Zur Zuständigkeit des Gerichtshofs wird weiter vorgetragen, dass nach Art. 8 Abs. 2 der Verordnung Nr. 1406/2002 der Gerichtshof für Entscheidungen aufgrund einer Schiedsklausel in einem von der EMSA geschlossenen Vertrag zuständig sei. Nach Art. 14 des Sitzabkommens seien Streitigkeiten im Hinblick auf die Anwendung dieses Abkommens von einer Ad-hoc-Gruppe aus vier Mitgliedern zu prüfen und auf diesem Wege nicht beigelegte Streitigkeiten durch ein Urteil des Gerichtshofs der Europäischen Gemeinschaften zu entscheiden.

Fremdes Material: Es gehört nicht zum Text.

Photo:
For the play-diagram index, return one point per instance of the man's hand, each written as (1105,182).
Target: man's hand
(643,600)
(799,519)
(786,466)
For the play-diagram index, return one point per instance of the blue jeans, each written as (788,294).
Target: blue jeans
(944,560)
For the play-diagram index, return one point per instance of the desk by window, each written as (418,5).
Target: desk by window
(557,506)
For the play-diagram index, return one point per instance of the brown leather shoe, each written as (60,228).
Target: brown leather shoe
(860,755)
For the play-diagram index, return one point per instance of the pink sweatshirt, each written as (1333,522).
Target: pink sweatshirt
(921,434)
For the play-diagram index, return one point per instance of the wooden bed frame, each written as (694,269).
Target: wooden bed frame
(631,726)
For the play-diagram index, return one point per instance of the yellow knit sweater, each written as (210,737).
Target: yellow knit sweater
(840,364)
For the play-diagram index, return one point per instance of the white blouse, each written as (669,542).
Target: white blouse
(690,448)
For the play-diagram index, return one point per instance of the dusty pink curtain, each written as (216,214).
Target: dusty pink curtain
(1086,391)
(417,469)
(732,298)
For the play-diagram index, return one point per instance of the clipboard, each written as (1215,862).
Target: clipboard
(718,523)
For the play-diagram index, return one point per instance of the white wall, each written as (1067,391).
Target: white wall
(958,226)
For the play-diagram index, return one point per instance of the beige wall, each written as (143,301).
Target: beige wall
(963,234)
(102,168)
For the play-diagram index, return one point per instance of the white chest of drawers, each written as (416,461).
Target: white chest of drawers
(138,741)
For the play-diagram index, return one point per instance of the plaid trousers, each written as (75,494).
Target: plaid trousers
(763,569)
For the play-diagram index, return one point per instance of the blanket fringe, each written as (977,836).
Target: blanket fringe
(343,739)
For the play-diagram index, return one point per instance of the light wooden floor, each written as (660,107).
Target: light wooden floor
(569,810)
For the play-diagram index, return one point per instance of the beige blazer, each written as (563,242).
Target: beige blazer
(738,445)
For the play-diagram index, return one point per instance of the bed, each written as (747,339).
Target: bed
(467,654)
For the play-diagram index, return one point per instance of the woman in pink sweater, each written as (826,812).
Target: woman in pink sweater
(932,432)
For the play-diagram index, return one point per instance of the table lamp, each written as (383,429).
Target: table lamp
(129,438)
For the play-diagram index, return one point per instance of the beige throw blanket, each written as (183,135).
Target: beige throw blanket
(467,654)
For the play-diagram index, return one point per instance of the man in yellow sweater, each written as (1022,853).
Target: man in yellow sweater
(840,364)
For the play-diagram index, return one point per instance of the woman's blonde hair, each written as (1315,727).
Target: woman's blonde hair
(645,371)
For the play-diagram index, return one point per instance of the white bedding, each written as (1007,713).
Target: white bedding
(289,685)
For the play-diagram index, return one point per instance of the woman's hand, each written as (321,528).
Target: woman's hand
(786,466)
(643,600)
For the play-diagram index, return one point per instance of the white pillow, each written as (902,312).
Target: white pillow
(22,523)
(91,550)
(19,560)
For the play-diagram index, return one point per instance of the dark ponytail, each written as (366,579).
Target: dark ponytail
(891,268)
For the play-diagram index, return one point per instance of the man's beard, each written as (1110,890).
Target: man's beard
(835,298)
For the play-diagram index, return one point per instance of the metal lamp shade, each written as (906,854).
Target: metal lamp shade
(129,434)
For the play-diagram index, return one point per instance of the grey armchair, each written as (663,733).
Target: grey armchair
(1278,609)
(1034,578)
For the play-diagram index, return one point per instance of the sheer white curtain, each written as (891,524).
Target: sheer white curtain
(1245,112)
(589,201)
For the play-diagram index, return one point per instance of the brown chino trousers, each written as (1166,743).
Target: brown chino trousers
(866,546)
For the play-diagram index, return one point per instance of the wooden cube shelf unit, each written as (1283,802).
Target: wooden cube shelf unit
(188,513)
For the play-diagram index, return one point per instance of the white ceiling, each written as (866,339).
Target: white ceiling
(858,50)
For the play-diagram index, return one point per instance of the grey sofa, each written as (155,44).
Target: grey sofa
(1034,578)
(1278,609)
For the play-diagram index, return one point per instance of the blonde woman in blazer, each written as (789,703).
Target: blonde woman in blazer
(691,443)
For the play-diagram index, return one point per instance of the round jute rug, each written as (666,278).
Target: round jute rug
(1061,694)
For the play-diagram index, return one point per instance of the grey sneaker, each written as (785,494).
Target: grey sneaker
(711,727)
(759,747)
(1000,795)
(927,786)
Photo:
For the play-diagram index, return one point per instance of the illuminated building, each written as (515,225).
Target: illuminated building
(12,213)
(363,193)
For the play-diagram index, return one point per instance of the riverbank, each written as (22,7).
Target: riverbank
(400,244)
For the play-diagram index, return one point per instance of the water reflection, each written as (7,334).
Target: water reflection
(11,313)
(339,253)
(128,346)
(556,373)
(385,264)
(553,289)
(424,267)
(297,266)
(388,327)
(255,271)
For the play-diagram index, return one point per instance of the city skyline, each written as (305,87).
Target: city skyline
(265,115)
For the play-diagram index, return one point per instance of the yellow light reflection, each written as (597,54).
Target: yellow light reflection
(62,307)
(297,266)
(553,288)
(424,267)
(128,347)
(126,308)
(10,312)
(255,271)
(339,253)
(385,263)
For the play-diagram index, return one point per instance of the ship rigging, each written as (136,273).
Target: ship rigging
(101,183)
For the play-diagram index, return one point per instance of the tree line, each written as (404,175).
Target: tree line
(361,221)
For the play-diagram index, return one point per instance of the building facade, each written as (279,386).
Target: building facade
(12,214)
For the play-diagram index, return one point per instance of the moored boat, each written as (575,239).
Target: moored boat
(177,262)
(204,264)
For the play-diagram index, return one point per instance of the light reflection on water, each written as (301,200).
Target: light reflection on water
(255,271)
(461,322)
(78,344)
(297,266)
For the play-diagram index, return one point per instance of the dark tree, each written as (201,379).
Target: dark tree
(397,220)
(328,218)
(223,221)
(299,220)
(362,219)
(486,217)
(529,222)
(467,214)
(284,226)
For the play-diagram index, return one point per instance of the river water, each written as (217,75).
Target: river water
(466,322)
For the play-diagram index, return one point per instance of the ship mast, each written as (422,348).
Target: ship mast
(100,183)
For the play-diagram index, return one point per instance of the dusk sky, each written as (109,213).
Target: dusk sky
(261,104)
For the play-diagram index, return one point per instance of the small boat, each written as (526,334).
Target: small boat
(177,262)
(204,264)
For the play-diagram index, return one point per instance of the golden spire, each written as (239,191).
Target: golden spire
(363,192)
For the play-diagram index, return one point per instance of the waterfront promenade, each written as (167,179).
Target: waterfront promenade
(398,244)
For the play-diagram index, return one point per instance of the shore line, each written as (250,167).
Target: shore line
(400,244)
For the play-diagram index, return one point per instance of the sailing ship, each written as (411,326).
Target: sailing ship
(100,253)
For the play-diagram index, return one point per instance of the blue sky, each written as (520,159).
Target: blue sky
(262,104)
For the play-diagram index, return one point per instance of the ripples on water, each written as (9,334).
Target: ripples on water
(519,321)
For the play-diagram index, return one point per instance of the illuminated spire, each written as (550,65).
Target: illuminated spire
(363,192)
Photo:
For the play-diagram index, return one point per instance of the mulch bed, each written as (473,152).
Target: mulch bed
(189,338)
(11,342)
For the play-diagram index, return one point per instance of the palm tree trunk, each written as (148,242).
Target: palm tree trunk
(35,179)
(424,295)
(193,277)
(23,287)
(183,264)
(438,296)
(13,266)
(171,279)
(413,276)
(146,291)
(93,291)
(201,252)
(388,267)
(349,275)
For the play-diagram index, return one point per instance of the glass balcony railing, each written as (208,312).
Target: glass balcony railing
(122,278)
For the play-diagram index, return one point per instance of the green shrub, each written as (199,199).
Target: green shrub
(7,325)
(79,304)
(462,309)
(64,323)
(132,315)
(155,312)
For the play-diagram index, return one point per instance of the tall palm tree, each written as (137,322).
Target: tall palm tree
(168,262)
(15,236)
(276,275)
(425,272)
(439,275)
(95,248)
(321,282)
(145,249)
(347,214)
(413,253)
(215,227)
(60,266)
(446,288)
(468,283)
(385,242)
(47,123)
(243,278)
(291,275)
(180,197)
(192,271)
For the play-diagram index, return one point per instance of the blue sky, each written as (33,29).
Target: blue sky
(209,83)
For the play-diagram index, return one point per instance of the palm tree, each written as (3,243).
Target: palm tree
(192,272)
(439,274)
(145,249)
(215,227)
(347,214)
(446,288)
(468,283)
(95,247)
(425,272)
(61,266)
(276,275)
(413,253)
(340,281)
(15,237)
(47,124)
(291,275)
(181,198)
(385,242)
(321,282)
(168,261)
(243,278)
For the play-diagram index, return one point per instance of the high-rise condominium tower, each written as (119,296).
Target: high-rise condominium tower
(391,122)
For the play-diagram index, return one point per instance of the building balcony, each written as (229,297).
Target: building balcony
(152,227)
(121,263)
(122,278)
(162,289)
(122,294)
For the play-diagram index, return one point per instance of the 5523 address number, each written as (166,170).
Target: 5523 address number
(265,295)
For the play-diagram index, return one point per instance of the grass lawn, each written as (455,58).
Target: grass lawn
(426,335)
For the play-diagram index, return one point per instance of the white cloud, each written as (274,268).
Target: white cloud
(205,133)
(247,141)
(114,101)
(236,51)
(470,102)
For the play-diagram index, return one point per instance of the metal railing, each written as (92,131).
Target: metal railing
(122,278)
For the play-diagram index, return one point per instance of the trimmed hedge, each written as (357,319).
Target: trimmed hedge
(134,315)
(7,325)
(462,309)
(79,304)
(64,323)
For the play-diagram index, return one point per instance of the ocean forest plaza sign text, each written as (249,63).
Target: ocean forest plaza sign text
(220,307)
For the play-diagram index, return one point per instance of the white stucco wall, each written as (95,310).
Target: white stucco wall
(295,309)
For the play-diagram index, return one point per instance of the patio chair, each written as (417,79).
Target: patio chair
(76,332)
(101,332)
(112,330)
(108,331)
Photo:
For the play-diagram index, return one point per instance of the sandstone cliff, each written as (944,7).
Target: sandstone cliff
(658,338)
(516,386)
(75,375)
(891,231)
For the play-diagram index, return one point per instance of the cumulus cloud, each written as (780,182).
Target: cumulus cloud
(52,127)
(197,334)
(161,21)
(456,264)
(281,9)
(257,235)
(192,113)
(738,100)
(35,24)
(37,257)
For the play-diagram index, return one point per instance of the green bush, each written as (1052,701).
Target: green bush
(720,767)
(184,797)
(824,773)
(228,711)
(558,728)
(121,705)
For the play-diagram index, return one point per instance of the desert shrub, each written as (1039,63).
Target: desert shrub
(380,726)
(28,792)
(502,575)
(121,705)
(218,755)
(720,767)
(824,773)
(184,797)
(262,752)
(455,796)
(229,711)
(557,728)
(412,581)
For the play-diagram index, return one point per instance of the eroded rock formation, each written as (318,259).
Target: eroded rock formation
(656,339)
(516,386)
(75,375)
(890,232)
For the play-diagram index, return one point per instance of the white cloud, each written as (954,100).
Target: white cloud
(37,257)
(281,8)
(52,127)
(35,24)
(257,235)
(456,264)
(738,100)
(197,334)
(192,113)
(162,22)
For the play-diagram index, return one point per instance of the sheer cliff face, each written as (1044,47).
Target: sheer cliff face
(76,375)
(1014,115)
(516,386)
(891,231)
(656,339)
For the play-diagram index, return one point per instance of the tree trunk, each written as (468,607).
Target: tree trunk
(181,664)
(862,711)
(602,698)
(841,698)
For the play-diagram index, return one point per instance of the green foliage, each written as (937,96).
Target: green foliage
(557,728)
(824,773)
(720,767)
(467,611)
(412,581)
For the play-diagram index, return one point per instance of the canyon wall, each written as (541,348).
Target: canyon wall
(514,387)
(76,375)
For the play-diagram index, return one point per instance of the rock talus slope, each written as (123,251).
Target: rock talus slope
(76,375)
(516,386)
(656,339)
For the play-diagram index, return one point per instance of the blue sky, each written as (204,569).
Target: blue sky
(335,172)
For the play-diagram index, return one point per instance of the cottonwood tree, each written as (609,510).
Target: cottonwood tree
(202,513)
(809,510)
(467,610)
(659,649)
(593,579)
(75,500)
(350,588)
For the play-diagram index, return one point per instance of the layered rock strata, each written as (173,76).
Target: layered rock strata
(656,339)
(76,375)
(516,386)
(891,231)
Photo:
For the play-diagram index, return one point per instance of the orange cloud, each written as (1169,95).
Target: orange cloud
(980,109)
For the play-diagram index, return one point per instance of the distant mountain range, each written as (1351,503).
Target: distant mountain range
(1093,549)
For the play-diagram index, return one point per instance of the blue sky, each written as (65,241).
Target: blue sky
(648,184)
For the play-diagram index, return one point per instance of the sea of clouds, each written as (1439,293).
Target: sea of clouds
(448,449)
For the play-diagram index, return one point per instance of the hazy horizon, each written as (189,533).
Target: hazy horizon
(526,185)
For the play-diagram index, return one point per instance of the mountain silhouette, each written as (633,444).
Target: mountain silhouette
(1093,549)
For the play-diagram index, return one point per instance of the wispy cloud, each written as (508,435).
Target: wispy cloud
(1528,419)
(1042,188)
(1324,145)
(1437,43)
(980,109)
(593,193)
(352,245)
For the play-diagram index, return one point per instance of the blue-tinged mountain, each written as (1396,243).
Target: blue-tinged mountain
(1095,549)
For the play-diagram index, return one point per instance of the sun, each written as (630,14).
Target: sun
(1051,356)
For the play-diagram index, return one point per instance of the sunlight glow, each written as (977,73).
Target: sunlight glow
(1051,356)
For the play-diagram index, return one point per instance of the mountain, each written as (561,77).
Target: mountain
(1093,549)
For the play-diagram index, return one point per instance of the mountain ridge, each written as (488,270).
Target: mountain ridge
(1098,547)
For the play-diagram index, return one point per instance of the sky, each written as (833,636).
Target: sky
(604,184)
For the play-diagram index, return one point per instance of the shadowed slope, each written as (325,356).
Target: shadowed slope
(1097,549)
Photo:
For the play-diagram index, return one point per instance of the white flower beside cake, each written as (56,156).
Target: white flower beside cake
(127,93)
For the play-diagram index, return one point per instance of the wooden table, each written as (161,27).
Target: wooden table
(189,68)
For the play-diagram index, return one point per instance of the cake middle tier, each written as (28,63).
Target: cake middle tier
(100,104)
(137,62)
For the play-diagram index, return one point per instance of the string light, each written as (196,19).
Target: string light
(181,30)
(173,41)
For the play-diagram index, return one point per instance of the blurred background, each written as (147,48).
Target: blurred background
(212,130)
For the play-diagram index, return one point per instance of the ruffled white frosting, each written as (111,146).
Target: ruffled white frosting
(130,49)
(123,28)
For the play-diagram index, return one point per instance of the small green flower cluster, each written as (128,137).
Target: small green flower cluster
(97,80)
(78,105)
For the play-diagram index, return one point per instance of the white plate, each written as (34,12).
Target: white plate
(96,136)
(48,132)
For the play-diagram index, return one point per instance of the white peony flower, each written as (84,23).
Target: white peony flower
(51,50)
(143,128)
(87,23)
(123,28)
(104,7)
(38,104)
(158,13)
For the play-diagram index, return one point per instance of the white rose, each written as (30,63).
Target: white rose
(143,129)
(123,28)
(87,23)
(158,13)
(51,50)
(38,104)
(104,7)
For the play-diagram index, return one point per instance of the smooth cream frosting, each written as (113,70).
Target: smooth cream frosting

Das Streitbeilegungsverfahren nach Art. 14 des Sitzabkommens sei erfolglos gewesen; folglich sei gemäß Art. 238 EG, wonach der Gerichtshof für Entscheidungen aufgrund einer Schiedsklausel zuständig sei, die in einem von der Gemeinschaft oder für ihre Rechnung abgeschlossenen Vertrag geschlossen sei, gemäß Art. 5 Abs. 1 der Verordnung Nr. 1406/2002, wonach die EMSA eine Einrichtung der Gemeinschaft sei, und gemäß Art. 225 EG, wonach das Gericht erster Instanz für die in Art. 238 EG bezeichneten Klagen im ersten Rechtszug zuständig sei, für eine Entscheidung der vorliegenden Streitigkeit über die Auslegung des Sitzabkommens der Gerichtshof zuständig.

Zudem wünsche die Klägerin eine Bestätigung durch den Gerichtshof, dass das Sitzabkommen ein Instrument des internationalen Rechts in der Sphäre des Gemeinschaftsrechts sei, das die portugiesischen Behörden binde und nicht einseitig abgeändert werden könne. Sie beantragt weiter festzustellen, dass die Bearbeitung von Anträgen auf Zulassung von Kraftfahrzeugen der Mitglieder ihres Personals den Vorschriften des Protokolls widerspreche und dass die portugiesischen Behörden verpflichtet seien, die entsprechenden Vorschriften des Protokolls innerhalb einer angemessenen Frist durchzuführen. Schließlich könne das Sitzabkommen nicht so ausgelegt werden, dass das Personal der EMSA im Hinblick auf die Zulassung von Fahrzeugen nicht zumindest die Rechte habe, die jeder Staatsangehörige der EU habe, der seinen Wohnsitz nach Portugal verlege.


(1)  Verordnung (EG) Nr. 1406/2002 des Europäischen Parlaments und des Rates vom 27. Juni 2002 zur Errichtung einer Europäischen Agentur für die Sicherheit des Seeverkehrs (ABl. L 208, S. 1).